法螺貝の神秘

法螺貝の修理や修繕を続けていますが、色々と貝の生態を同時に深めていると色々と感じるものがあります。改めてこの法螺貝のことを整理してみます。

法螺貝は、軟体動物門、腹足綱、吸腔目、ホラガイ科で英語ではTriton’s trumpetといいます。一般的に分布するのはインド洋、太平洋、日本沿岸などの温暖な海域に生息しています。近親にボウシュウボラなどもあります。

姿は殻の内部に住む軟体部分は淡い色をしており、足と触角を持ち蓋をもっています。生息するのは岩礁やサンゴ礁、砂地の海底、水深10~50mほどの浅い海域で見られることが多いといいます。

食べ物は肉食性で、主にヒトデやウニなどの棘皮動物を捕食、魚の死骸なども食べます。サンゴを食べるオノヒトデの天敵ともいわれ、海やサンゴの守り神にもなっています。

ヒトデを狙う際には、口の吻(ふん)を伸ばして体液を吸うという仕組みです。動画で観ましたが、見事にヒトでの肉の部分を食べていきます。

そして動きはゆっくり動き、昼間は岩陰に隠れていて夜間に活動することが多いといいます。法螺貝は人間の食用としても美味しいそうで、むかしから漁師さんに重宝されてきました。

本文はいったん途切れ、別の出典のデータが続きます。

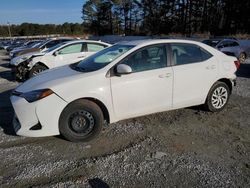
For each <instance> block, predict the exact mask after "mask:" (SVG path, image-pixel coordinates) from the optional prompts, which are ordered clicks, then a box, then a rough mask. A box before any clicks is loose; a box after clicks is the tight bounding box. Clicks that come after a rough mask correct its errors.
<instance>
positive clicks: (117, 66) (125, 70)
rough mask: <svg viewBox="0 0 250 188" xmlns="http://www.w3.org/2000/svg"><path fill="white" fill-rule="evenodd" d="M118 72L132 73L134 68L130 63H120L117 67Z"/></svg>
mask: <svg viewBox="0 0 250 188" xmlns="http://www.w3.org/2000/svg"><path fill="white" fill-rule="evenodd" d="M116 72H117V74H118V75H122V74H130V73H132V68H131V67H130V66H128V65H125V64H119V65H117V67H116Z"/></svg>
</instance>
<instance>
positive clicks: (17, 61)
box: [11, 40, 110, 80]
mask: <svg viewBox="0 0 250 188" xmlns="http://www.w3.org/2000/svg"><path fill="white" fill-rule="evenodd" d="M108 46H110V44H107V43H104V42H100V41H90V40H76V41H70V42H63V43H60V44H58V45H56V46H54V47H51V48H49V49H48V50H46V51H44V52H42V53H36V54H30V57H29V58H25V57H22V56H21V57H20V58H21V59H20V58H19V57H16V58H14V59H13V60H12V61H11V66H12V68H13V69H14V72H15V74H16V78H17V79H18V80H24V79H28V78H30V77H32V76H35V75H37V74H38V73H40V72H42V71H44V70H47V69H51V68H55V67H59V66H63V65H67V64H72V63H76V62H79V61H81V60H83V59H84V58H86V57H88V56H90V55H92V54H94V53H96V52H98V51H100V50H102V49H104V48H106V47H108Z"/></svg>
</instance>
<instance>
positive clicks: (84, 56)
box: [77, 56, 85, 58]
mask: <svg viewBox="0 0 250 188" xmlns="http://www.w3.org/2000/svg"><path fill="white" fill-rule="evenodd" d="M84 57H85V56H79V57H77V58H84Z"/></svg>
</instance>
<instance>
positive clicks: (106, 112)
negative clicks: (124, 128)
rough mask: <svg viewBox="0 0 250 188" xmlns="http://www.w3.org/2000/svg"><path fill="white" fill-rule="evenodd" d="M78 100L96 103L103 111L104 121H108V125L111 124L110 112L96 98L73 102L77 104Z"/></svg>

しかし内臓はフグ毒と同じテトロドトキシンを含むこともあるそうで、食べられるのは身の部分だけです。

日本にいる巻貝の中では最大の大きさですが、世界では70センチほどの法螺貝もあったそうです。うちにはテングニシ科の世界最大のアラフラオオニシに法螺貝もありますが、それよりは少し小さめです。このアラフラオオニシは、生息域であるオーストラリア北部とニューギニアの間にあるアラフラ海 (Arafura Sea) に由来します。 つまり「アラフラ海」+「大きい」+「螺 (にし),、つまり「海生巻貝」という意味です。

貝によって、その音も異なりますし巻き方の螺旋構造も異なります。一つとして同じ貝はなく、一つとして同じ音もありません。

色々と新たな法螺貝をつくりながら、法螺貝の神秘を学び直していきたいと思います。